REAL ORQUESTA SINFÓNICA DE SEVILLA | CRÍTICA
Pasión juvenil y técnica
Entrevista
Aunque su figura se diluye en la leyenda, hoy se acepta sin reservas la evidencia de que el emperador Tewodros (Teodoro) II fue el artífice de la unificación administrativa de los distintos territorios de Abisinia y el germen de la Etiopía moderna en el siglo XIX. El monarca también es conocido por su contribución al fenomenal conflicto diplomático con el Reino Unido en el que se implicó la reina Victoria y que motivó la expedición británica enviada a Etiopía al mando del general Robert Napier. En 1883, quince años después de la muerte del emperador, el memorialista, ministro y matemático rumano Ion Ghica apuntó en una carta la posibilidad de que Teodoro II, cuyo nombre original era Kassa Haile Giorgis, hubiera nacido en Ghergani, en el Principado de Valaquia. A comienzos de los años 80, un joven Mircea Cărtărescu (Bucarest, 1956) tuvo ocasión de leer la carta de Ghica y nació así la idea de una novela que tardaría en gestarse cuatro décadas: Theodoros es una colosal aproximación a la naturaleza fantástica de la Historia en la que se cuelan el rey Salomón y la reina de Saba, el bisabuelo de John Lennon, Las mil y una noches y otras referencias asombrosas. El autor de libros como Solenoide y la trilogía Cegador, referencia esencial de la literatura europea contemporánea, firma una cima distinguida en su trayectoria con esta inagotable novela de aventuras que llegará a las librerías el próximo día 23 de la mano de la editorial Impedimenta con la traducción no menos asombrosa de Marian Ochoa de Eribe.

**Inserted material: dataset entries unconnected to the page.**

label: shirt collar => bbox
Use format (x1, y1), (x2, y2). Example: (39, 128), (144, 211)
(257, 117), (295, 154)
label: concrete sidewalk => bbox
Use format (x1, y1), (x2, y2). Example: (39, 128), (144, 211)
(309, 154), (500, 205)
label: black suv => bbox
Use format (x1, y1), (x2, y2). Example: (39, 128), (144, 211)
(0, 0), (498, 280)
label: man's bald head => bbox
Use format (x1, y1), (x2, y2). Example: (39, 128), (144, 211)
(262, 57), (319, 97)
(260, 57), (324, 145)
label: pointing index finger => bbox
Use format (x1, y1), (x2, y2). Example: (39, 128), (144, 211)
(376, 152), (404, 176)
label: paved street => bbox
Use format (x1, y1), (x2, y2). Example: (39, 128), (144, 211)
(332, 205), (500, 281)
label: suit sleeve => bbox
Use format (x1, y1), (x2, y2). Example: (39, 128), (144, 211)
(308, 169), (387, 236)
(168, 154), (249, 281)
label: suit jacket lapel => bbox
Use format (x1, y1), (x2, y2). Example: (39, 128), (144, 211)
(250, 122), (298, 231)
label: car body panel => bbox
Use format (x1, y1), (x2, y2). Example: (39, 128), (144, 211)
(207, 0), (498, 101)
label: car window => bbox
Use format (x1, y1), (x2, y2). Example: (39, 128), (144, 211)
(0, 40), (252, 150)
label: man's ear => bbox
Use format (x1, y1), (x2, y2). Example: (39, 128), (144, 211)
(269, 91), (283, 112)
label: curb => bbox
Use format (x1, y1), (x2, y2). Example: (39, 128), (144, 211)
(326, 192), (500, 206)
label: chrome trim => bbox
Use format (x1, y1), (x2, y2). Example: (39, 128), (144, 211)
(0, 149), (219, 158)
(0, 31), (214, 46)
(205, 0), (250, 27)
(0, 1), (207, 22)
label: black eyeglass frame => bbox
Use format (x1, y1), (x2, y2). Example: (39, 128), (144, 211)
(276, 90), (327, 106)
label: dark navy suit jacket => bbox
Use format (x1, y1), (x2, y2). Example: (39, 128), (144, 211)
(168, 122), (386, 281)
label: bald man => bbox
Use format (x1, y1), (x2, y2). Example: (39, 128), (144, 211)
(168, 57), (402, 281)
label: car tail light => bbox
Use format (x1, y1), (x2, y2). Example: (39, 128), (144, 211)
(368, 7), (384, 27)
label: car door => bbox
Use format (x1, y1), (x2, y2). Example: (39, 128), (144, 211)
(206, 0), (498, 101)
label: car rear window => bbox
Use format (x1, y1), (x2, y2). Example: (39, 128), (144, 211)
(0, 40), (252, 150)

-¿Quedaba mucho de la idea original de Theodoros en la novela acabada cuarenta años después?
-Los libros no llegan cuando queremos nosotros, sino cuando quieren ellos. “Habent sua fata libelli”, decían los antiguos, y tenían razón, porque cualquier libro es un organismo vivo, dotado de voluntad propia, que elige cuidadosamente los astros (y la pluma) bajo los cuales quiere aparecer. No habría podido escribir Theodoros hace cuarenta años, cuando llamó mi atención por primera vez la pequeña anécdota del olvidado memorialista Ion Ghica, ni hace treinta años, ni hace tampoco veinte. Intenté comenzar el libro hace diez años y no salió nada. Fue necesario que se alinearan los astros, que se abriera la ventana oportuna solo para esta novela, tal y como la puerta de la ley de Kafka se abría solo para aquel que hubiera esperado toda la vida ante ella. No sé a qué dioses debo estar agradecido por haber podido escribir Theodoros, incluso tras cuarenta años de gestación. Desde un punto de vista etimológico, ese nombre significa regalo de Dios, y para mí ha sido verdaderamente un regalo inesperado, más precioso aún por lo diferente que resulta respecto a mis libros anteriores, Melancolía y Solenoide.
-En la Nota final del libro cuenta usted que el proyecto se fue demorando hasta la época de “depresión, confusión, pandemias y guerras” en la que encontró el tiempo suficiente para escribir la novela. ¿Fue cuestión, únicamente, de disponer del tiempo material, o de alguna forma esa época de confusión y caos le brindó el contexto idóneo para escribirla?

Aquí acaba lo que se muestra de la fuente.